The witty, sharp-tongued playwright isn’t a children’s author, you may exclaim. But there you’d be wrong. Wilde wrote The Happy Prince and Other Tales, which, despite the title, all have a certain melancholy about them. And they’re all the more poignant when you read them in light of the flamboyant raconteur’s tragic life. Wilde, who was gay, was jailed for “gross indecency” in 1895 and sentenced to two years hard labor, during which he wrote his famous and heartbreaking poem “The Ballad of Reading Gaol.” He only lived three years after his release as a bankrupt and broken man.
3. J.M. Barrie
Researching the dark side to children’s authors, a clear pattern has emerged. Many of them had childlike natures themselves. This was certainly true with the Peter Pan author, who altered the will of a family friend after she died so that he would become the guardian of her five sons instead of their nanny. The characters of Neverland in Barrie’s novel were based around the children, but unlike their never-aging fictional counterparts, three of the real Lost Boys died young. While one brother died as a soldier in World War I, another threw himself under a train and the third drowned in what was a suspected suicide.
interesting anecdotes
1. Ludwig Bemelmans
The beloved author of Madeline, a story about a mischievous Parisian girl, was also quite the rebel. While on holiday in Germany in the 1930s, the American showed such disdain for Hitler that he was promptly thrown in jail.

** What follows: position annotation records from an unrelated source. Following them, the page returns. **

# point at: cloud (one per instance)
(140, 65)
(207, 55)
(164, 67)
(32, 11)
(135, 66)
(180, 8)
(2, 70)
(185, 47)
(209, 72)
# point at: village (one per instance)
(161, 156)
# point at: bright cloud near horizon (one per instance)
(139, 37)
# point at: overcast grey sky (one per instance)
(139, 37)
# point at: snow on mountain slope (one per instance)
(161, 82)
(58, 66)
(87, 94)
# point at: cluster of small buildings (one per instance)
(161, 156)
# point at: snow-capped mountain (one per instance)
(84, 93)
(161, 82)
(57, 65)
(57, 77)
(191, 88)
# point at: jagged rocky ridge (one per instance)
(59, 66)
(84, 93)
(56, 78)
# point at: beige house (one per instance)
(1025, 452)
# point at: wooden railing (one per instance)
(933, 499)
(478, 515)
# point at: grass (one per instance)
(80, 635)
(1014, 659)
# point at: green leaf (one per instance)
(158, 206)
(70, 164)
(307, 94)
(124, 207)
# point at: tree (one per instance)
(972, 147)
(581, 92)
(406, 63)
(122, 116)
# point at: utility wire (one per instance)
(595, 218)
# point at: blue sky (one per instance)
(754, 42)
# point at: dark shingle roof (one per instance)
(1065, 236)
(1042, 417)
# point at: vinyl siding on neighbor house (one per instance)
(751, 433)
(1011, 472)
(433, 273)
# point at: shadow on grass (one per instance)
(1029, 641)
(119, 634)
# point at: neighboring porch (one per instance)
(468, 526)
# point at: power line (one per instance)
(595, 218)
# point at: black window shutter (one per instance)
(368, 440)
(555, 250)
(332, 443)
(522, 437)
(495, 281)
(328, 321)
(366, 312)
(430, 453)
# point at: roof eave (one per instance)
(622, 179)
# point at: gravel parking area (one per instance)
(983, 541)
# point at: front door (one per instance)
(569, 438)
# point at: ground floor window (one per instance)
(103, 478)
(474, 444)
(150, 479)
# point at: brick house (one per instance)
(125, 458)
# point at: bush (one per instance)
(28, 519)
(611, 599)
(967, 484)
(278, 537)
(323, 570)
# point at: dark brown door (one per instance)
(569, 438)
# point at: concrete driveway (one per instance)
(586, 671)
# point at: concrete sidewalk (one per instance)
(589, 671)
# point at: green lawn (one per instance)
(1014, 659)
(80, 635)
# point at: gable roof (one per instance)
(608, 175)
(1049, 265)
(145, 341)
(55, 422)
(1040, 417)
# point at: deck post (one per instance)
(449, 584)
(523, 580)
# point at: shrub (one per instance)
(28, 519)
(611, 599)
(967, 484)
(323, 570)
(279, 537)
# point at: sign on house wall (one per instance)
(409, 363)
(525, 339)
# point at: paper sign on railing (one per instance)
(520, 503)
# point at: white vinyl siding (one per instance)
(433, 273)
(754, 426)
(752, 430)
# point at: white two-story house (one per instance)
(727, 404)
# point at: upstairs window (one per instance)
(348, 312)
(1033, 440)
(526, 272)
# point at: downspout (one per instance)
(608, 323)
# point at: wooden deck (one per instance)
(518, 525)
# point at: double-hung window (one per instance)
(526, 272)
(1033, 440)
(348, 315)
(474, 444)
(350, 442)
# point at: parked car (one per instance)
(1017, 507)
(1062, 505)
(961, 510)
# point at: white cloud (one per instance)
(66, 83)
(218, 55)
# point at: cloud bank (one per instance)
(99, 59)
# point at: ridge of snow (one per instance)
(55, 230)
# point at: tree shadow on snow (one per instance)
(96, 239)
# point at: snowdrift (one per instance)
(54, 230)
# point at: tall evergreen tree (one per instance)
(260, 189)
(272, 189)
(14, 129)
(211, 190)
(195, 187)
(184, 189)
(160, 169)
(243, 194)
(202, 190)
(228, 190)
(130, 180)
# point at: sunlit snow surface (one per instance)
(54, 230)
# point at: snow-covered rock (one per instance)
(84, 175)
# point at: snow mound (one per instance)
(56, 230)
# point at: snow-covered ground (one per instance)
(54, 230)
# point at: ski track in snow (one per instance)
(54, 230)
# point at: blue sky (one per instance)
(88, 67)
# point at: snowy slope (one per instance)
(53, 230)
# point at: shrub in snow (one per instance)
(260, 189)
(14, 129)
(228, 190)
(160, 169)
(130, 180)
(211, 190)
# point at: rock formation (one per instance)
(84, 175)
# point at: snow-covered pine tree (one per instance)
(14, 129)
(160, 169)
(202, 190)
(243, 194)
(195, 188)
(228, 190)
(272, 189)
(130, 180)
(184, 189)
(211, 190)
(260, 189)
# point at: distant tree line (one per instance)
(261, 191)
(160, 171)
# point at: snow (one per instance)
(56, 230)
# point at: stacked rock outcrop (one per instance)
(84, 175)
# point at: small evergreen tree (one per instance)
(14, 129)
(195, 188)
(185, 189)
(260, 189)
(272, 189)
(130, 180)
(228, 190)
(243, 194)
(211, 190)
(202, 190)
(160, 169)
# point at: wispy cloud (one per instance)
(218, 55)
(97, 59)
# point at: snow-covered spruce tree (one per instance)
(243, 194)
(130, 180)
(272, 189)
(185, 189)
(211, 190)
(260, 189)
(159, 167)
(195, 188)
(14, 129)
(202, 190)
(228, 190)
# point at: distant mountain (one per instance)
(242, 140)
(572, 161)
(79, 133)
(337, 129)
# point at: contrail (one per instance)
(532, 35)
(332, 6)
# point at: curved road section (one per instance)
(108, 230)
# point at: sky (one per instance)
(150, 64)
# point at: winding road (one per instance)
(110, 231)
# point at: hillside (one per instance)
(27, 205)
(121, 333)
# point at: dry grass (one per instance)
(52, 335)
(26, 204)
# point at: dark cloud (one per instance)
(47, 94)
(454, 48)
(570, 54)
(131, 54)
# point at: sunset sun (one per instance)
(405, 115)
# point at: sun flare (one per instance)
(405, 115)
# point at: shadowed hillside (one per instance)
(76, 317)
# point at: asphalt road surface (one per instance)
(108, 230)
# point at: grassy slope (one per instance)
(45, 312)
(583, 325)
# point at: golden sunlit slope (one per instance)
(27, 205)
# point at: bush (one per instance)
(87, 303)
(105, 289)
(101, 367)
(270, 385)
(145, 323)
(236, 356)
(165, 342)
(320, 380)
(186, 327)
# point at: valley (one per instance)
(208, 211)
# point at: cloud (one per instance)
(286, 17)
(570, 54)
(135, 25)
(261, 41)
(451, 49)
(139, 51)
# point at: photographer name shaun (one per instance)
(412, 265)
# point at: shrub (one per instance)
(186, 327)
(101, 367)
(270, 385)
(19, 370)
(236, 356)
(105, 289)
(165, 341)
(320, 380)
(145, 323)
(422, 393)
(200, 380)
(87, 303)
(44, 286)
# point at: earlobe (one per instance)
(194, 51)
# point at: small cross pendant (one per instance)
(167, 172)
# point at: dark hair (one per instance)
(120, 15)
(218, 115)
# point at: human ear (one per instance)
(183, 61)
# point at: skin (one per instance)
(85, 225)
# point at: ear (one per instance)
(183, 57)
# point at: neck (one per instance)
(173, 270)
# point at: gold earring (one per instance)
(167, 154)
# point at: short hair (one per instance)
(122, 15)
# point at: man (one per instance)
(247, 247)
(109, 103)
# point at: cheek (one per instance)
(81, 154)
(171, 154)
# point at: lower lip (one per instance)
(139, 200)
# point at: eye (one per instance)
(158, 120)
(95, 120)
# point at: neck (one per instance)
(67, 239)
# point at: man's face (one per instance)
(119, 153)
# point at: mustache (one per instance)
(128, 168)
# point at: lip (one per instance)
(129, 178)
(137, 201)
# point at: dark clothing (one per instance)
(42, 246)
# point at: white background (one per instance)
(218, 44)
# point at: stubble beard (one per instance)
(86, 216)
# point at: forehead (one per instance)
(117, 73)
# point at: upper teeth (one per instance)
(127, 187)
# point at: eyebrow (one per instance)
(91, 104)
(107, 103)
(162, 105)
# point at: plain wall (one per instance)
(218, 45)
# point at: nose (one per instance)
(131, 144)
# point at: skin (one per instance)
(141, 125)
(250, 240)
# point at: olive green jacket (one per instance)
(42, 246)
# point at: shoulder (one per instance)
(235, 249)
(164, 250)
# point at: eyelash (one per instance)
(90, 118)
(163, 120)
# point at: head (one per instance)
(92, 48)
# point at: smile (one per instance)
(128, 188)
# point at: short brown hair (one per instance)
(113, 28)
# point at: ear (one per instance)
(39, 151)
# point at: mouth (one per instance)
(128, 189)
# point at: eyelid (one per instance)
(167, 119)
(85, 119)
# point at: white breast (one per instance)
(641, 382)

He had been sitting with his wife in a beer garden not far from the Führer’s home when a broadcast by the Nazi leader came on the radio. Like John Cleese in the famous goose-stepping scene in Fawlty Towers, Bemelmans muttered, “Pooh-pooh to the tiger in the zoo,” placed a cigar stub on his top lip and offered up a mock Nazi salute. His impersonation saw him charged as a subversive, and he had to be rescued by the American vice consul.
What do the billionaire Koch brothers, whose right-wing movement helped give rise to the Tea Party, have to do with iconic Little House books? Well, in the 1960s, the brothers attended a free-market academy in Colorado called the Freedom School established by author Laura Ingalls Wilder’s daughter, and sometimes editor, Rose. Both were staunch opponents of Franklin D. Roosevelt’s New Deal in the 1930s, which expanded the role of the federal government. The Little House books advocated for rugged individualism, grit and hard work, and the women basically helped kick-start the libertarian movement.
3. Enid Blyton
I named my first dog, Scamper, after the faithful hound in The Secret Seven, and I am still salivating over Blyton’s descriptions of picnics and midnight feasts with “lashings” of ginger beer, hard-boiled eggs and warm buttered bread. I was such a fan of the ever-so-innocent books, where the rudest thing ever said was “golly gosh,” that I was aggrieved to learn that the writer had a darker side. Her daughter Imogen once said Blyton “was without a trace of maternal instinct,” and she cheated on her husband but then banned the children from seeing him after the divorce. The U.K.’s Royal Mint even dropped Blyton from consideration as the face of a new coin in 2019 owing to her “racist, sexist and homophobic” views. She also apparently enjoyed the occasional game of naked tennis. Golly gosh!